Last month, Cramer spoke about the Magnificent Seven, saying competing with them would be a bad idea. The TV host spoke on the reason why these stocks are successful, highlighting Apple’s high rate of customer satisfaction, Meta’s play at artificial intelligence (AI), and Nvidia’s graphics cards supply that pumped the company’s quarterly guidance by $4 billion at the time. In addition, Cramer praised Microsoft’s bet on ChatGPT, Alphabet’s involvement in AI, and Tesla’s high profits from selling great cars at affordable prices.

Unsurprisingly, not everyone is as excited as Cramer about the Magnificent Seven.
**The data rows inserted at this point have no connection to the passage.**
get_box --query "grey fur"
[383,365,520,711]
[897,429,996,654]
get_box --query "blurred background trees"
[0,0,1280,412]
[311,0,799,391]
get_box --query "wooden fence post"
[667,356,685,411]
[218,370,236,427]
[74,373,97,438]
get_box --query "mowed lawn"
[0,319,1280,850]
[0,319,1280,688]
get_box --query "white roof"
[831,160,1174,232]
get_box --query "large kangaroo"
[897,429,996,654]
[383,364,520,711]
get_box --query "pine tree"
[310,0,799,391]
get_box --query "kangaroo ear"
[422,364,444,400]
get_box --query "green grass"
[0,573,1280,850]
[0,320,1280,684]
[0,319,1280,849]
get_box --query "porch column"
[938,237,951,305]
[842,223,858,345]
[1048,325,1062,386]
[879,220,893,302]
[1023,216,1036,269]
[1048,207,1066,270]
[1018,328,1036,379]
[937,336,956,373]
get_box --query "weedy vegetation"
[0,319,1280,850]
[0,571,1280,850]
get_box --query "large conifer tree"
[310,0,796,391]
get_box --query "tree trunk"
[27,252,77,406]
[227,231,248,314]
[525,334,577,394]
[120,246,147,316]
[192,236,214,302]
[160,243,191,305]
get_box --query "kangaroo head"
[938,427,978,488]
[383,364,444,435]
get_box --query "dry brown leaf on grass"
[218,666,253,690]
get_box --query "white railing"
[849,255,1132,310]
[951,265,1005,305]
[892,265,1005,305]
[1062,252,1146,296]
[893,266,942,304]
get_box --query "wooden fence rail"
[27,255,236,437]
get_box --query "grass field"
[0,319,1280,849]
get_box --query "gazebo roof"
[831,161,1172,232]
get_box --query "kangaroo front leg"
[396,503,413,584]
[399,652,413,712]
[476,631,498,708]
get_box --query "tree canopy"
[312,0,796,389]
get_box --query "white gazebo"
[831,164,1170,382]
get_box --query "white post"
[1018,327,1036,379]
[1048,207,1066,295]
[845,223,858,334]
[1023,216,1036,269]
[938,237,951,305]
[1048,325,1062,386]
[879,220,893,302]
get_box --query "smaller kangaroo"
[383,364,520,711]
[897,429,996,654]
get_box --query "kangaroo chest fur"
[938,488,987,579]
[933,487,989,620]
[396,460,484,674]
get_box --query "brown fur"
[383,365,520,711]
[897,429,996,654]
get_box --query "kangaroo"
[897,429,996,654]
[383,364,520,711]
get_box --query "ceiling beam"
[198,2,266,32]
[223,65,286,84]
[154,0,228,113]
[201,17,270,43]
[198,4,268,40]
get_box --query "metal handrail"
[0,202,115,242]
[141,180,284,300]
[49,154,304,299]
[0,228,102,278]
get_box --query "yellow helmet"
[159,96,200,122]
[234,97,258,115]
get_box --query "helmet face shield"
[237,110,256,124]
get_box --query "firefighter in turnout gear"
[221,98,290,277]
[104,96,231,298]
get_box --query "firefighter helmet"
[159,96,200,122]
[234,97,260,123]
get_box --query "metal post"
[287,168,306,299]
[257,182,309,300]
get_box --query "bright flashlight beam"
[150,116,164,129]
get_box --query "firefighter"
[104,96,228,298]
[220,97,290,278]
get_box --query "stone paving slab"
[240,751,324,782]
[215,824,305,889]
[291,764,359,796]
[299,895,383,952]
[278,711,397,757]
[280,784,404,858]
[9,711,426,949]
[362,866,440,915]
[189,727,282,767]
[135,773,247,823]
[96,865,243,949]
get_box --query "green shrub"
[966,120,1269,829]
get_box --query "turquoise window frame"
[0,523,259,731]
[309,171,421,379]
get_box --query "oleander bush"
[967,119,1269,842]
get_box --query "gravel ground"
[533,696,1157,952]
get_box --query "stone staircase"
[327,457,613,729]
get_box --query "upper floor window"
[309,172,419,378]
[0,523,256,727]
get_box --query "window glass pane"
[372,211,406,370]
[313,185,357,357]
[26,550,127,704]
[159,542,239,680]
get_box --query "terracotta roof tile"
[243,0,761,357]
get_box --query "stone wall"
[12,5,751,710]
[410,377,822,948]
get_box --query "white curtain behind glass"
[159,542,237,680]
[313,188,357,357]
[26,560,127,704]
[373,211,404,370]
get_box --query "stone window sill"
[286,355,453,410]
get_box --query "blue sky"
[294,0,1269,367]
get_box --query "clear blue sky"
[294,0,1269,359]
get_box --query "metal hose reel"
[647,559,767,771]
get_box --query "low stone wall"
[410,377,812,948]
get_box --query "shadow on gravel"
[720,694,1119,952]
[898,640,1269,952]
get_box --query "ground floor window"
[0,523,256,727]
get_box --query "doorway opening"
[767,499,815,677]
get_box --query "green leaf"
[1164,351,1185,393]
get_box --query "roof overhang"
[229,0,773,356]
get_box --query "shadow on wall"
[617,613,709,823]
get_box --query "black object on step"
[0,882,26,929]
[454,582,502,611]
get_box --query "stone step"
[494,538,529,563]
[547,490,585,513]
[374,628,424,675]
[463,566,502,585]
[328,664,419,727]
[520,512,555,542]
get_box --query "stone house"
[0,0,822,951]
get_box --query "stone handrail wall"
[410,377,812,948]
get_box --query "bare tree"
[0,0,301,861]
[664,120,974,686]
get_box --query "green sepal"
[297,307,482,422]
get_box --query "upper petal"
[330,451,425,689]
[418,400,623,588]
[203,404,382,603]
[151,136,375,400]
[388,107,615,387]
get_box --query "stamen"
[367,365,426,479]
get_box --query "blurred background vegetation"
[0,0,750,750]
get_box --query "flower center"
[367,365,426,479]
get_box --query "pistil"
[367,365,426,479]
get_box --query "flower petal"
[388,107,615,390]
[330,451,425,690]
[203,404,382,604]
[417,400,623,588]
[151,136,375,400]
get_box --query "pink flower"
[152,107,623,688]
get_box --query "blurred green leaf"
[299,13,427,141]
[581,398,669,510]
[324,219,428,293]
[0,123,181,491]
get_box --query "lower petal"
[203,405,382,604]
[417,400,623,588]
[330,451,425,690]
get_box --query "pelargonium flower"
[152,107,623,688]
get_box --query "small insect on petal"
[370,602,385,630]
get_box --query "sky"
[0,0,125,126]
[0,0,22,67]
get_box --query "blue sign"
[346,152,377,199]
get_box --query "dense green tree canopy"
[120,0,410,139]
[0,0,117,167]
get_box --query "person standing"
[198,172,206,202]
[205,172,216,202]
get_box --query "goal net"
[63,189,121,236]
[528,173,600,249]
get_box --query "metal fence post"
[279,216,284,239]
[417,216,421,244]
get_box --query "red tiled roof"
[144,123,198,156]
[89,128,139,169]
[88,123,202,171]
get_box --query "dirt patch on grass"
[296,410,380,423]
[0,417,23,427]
Last month, stock market commentator Nigel Green warned that investors should favor diversification over anything else. According to Green, investors should be careful about all the buzz on these stocks. Green also added that heavy reliance on a particular sector or a few big tech stocks may result in investor vulnerability to undue risk.

The Tech Reign

Meta evolved from Facebook to focus more on the metaverse and has invested in mixed reality devices, recently announcing the new Meta Quest 3 headset. Although the metaverse has not caught on as expected, Meta’s projected earnings growth is 24.96%, with earnings per share expected to hit $14.92 from $11.94.

Apple also entered the mixed reality business and announced the Vision Pro headset. Currently, at $2.97 trillion, Apple’s market cap hit $3 trillion late last month. There’s also Tesla, currently at $271.61 in premarket trading, with a market cap of over $854 billion. The successful EV maker has returned 119% to investors since January and 49% in the last three months. Overall, Cramer’s Magnificent Seven stocks have been performing quite well and are unlikely to falter soon.